This week’s new releases
- Matthew McConaughey takes a puzzling turn in Harmony Korine’s The Beach Bum
- Blue Note Records: Beyond the Notes examines the jazz label’s legacy
- Director Tim Burton does his outsiders thing with Disney’s Dumbo
- Canadian actress Tantoo Cardinal finally gets a headlining turn in Falls Around Her
- Jasmin Mozaffari makes an incendiary feature debut with Firecrackers
- Josh Wiggins and Kyle MacLachlan star in the coming-of-age drama Giant Little Ones
- The chilling thriller Hotel Mumbai depicts the 2008 terrorist attacks in Mumbai
- Don McKellar’s adaptation of the Joseph Boyden novel Through Black Spruce arrives.
Firecrackers
- Written and directed by: Jasmin Mozaffari
- Starring: Michaela Kurimsky and Karena Evans
- Classification: N/A
- 93 minutes
It is up to all of us to go out this weekend and buy a ticket for Firecrackers. Jasmin Mozaffari’s feature debut is not a passive work of slow-burn pondering, or whatever clichés of meek Canadian cinema have been constructed over the past few decades. It is confident, loud, urgent, writes Barry Hertz.
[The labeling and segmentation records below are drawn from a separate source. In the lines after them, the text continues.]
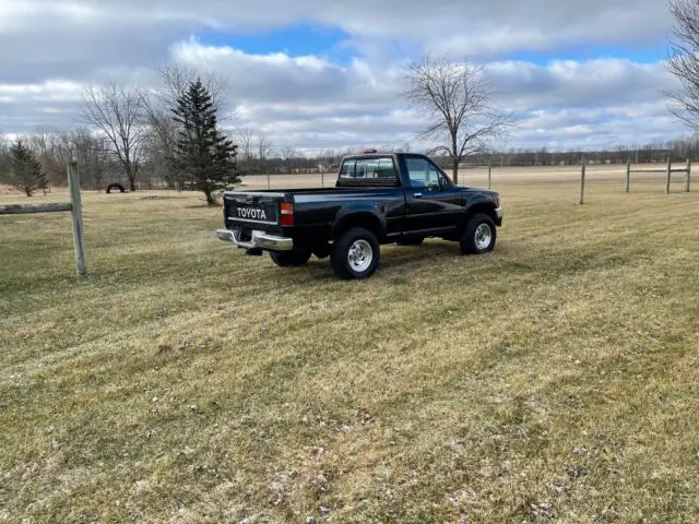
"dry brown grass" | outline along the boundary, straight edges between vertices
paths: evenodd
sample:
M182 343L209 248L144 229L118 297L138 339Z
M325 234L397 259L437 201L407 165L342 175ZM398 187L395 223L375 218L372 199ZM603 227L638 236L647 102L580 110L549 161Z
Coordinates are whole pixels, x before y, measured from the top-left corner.
M191 194L86 194L82 282L0 217L0 521L697 522L699 195L499 189L358 283Z

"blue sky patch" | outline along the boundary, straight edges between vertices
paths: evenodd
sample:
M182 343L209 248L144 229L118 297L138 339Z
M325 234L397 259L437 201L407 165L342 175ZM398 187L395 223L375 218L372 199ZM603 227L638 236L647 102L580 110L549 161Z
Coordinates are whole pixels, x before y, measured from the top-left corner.
M576 46L561 47L549 51L513 51L494 57L490 60L520 60L537 66L546 66L554 60L576 60L579 62L600 58L627 58L638 63L656 63L664 60L667 50L663 47L620 47L620 46Z
M291 57L315 55L336 63L348 62L356 51L346 45L350 36L340 28L296 24L256 33L204 32L198 35L205 45L229 46L248 55L284 52Z

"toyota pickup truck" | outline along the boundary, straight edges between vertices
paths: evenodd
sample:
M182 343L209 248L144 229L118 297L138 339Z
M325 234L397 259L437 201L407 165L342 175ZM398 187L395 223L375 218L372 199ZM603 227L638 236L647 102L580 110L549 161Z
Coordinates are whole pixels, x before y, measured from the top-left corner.
M223 211L221 240L282 267L330 257L343 279L371 276L381 245L437 237L487 253L502 225L498 193L454 186L427 156L375 151L343 158L333 189L226 191Z

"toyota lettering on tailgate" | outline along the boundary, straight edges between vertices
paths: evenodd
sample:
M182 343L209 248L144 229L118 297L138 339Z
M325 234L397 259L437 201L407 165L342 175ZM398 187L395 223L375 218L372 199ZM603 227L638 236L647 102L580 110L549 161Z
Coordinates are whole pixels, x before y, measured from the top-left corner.
M254 210L251 207L238 207L238 216L240 218L254 218L257 221L266 221L264 210Z

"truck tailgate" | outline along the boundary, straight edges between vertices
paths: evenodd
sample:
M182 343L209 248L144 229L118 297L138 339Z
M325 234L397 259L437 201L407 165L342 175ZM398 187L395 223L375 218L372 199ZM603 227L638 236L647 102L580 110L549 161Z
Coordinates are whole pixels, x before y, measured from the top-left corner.
M283 193L235 191L226 192L224 209L226 226L264 229L277 226Z

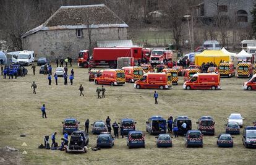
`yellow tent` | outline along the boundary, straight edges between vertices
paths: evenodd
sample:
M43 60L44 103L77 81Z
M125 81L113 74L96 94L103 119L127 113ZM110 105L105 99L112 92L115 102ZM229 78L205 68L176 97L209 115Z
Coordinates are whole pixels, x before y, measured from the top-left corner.
M218 66L221 61L230 62L230 56L223 53L221 50L205 50L195 56L195 64L197 66L202 66L203 62L212 62Z

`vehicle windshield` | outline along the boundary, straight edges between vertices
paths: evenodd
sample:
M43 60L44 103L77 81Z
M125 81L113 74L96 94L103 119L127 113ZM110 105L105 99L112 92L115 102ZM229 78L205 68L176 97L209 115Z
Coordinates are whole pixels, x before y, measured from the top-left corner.
M117 73L116 74L116 77L117 78L124 78L124 73Z
M239 126L238 125L238 124L237 123L229 123L228 124L228 127L237 128L237 127L239 127Z
M245 135L249 138L256 138L256 130L247 130Z
M231 115L229 116L229 119L242 119L242 116L240 115Z
M231 136L229 135L222 135L221 136L220 140L232 140L232 137Z
M75 121L74 121L74 120L66 120L65 121L65 125L75 125Z
M124 121L122 122L122 124L124 127L131 126L134 125L134 121Z
M130 135L130 137L133 139L142 138L143 136L141 133L134 133Z
M190 138L199 138L200 135L200 133L198 132L189 133L189 137Z
M163 51L153 51L151 54L153 55L163 55Z
M169 135L161 135L159 137L159 140L171 140L171 137Z
M201 121L202 126L211 126L213 124L212 121Z
M134 71L134 75L143 75L143 70L137 70Z
M151 57L151 60L159 60L159 57Z
M19 54L18 58L19 59L28 59L28 54Z
M105 124L103 122L95 123L95 127L103 128L105 127Z

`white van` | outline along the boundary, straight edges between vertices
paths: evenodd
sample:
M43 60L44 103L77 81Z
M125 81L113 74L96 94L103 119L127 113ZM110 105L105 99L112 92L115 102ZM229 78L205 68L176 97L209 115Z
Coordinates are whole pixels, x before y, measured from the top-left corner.
M207 48L209 50L220 50L221 49L220 43L216 40L205 41L203 44L203 46Z
M242 40L241 41L241 48L246 51L248 46L256 46L256 40Z
M20 65L29 66L34 62L34 60L35 54L33 51L22 51L19 52L17 62Z

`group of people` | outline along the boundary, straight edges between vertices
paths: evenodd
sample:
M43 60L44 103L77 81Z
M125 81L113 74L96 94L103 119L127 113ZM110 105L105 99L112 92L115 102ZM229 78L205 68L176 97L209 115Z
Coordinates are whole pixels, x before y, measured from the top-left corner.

Blue Note Records: Beyond the Notes
- Directed by: Sophie Huber
- Starring: Don Was, Lou Donaldson, Robert Glasper, Rudy Van Gelder, Wayne Shorter, Herbie Hancock
- Classification: PG
- 86 minutes
It’s about music, yes, but the Blue Note jazz label and the new documentary Blue Note Records: Beyond the Notes concern more: Life-lessons, collaboration, open-minded attitudes and the value of submitting to the now, writes Brad Wheeler.
Giant Little Ones
- Written and directed by: Keith Behrman
- Starring: Josh Wiggins, Kyle MacLachlan and Maria Bello
- Classification: 14A
- 93 minutes
Written and directed by Keith Behrman, the tender but untimid drama Giant Little Ones stars up-and-comer Josh Wiggins as Franky, whose experimentation sets off a chain reaction of sexual confusion and adolescent judgments, writes Brad Wheeler.
Hotel Mumbai
- Directed by: Anthony Maras
- Written by: Anthony Maras and John Collee
- Starring: Dev Patel, Armie Hammer
- Classification: 14A
- 123 minutes
Hotel Mumbai is a visceral depiction of the small acts of bravery that can occur when people are victims of large-scale violence. The film depicts the real-life terrorist assault on the Taj Mahal Palace Hotel and the hotel guests and workers who endure horrific violence as they try to escape, writes Chandler Levack.
Falls Around Her
- Written and directed by Darlene Naponse
- Starring: Tantoo Cardinal and Tina Keeper
- Classification: 14A
- 100 minutes
The strength of Falls Around Her is twofold: First, it creates and captures the mood of life on the Atikameksheng Anishnawbek First Nation in Northern Ontario. Second, it stars Tantoo Cardinal, the acclaimed Métis actress, in her first above-the-title role and it’s about time, writes Johanna Schneller.
The Beach Bum
- Written and directed by Harmony Korine
- Starring Matthew McConaughey and Snoop Dog
- Classification: R
- 95 minutes
Matthew McConaughey and Harmony Korine’s new collaboration, The Beach Bum, requires less of a straightforward film review and more a letter-to-the-ostensible-editors. Barry Hertz writes that he’s still trying to puzzle the film out, which is infuriating, given that it’s a cinematic middle finger to the concept of problem-solving.
Dumbo
- Directed by: Tim Burton
- Written by: Ehren Kruger
- Starring: Colin Farrell, Michael Keaton and Danny DeVito
- Classification: PG
- 112 minutes
Dumbo feels totally consistent with Tim Burton’s late-period slump. Abysmally scripted and hammily acted – and not, for the most part, in an interesting or ironic way – Dumbo recasts Disney’s animated classic in the trappings and suits of Burton’s pinstripe-and-pinwheel upholstery.
Through Black Spruce
- Directed by: Don McKellar
- Written by: Barbara Samuels
- Starring: Tanaya Beatty, Brandon Oakes and Tina Keeper
- Classification: 14A
- 111 minutes
Joseph Boyden’s Through Black Spruce was never going to be an easy novel to adapt – even before debates surrounding Boyden’s Indigenous identity cropped up in 2016. Canadian director Don McKellar lends highly experienced hands to the effort, but the novel’s two intertwined stories unfold in awkward chunks, and the Indigenous characters’ identities are eternally out of the filmmaker’s psychological grasp, writes Barry Hertz.